- Kasarpal Location in Goa, India Kasarpal Kasarpal (India)
- Coordinates: 15°38′57″N 73°56′5″E﻿ / ﻿15.64917°N 73.93472°E
- Country: India
- State: Goa
- District: North Goa
- Block: Bicholim
- Panchayat: Latambarcem

Languages
- • Official: Konkani
- Time zone: UTC+5:30 (IST)
- Vehicle registration: GA
- Nearest city: Mapusa
- Website: goa.gov.in

= Kasarpal =

Kasarpal is a town in the Bicholim region of Goa, which is in the North Goa district. It is about 14 km from the town of Mapusa.
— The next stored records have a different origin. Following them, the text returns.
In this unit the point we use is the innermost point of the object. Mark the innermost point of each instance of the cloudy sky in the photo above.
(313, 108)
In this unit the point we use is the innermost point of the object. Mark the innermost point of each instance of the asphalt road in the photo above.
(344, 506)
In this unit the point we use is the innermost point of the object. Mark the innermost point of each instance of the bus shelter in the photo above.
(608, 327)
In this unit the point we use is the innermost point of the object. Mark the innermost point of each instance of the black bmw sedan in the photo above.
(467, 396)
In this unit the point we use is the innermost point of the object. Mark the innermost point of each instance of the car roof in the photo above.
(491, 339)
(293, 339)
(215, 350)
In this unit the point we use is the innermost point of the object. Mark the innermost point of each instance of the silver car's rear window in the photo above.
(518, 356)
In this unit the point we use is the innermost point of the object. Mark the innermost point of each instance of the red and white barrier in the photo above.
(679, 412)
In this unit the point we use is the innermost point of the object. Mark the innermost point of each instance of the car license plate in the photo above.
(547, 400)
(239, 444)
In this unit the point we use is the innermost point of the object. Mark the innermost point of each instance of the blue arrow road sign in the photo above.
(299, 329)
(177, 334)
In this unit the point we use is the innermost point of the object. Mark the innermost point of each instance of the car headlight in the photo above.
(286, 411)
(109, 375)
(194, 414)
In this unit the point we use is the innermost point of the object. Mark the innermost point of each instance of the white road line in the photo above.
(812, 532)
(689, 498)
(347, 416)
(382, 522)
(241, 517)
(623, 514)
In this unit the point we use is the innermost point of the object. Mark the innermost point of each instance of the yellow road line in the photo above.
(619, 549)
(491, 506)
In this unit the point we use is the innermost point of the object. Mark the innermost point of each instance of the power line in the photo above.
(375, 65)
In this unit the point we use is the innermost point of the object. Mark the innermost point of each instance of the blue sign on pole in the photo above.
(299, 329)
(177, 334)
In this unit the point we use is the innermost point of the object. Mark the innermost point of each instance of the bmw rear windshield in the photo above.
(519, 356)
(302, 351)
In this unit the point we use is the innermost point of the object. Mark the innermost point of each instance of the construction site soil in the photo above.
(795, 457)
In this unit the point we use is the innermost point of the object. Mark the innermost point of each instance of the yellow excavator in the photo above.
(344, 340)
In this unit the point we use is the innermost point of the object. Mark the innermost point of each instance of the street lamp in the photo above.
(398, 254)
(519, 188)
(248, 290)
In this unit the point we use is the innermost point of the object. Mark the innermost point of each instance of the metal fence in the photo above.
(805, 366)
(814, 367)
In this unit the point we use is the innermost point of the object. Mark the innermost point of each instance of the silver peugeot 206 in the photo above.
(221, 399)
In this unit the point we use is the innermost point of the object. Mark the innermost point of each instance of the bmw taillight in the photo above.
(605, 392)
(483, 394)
The original name of the village is mentioned as Pallika in a Copper-plate inscription dated 1436 AD, which is in the possession of the Archaeology department of Goa. The name of the village is said to have derived from Sanskrit Kasara which means a pond, and Pallika meaning a village. Alternatively, it is also possible that the village was known as Kasarpal because it was a village where trade of coppersmiths once flourished. The village was later gifted to a certain Shreshthi (head of a trade guild) by a Brahmin minister named Nagadeva. Kasarpal is the site of the 800-year-old Shri Kalikadevi Temple. The village also houses shrines dedicated to Mahadev and Bhumika.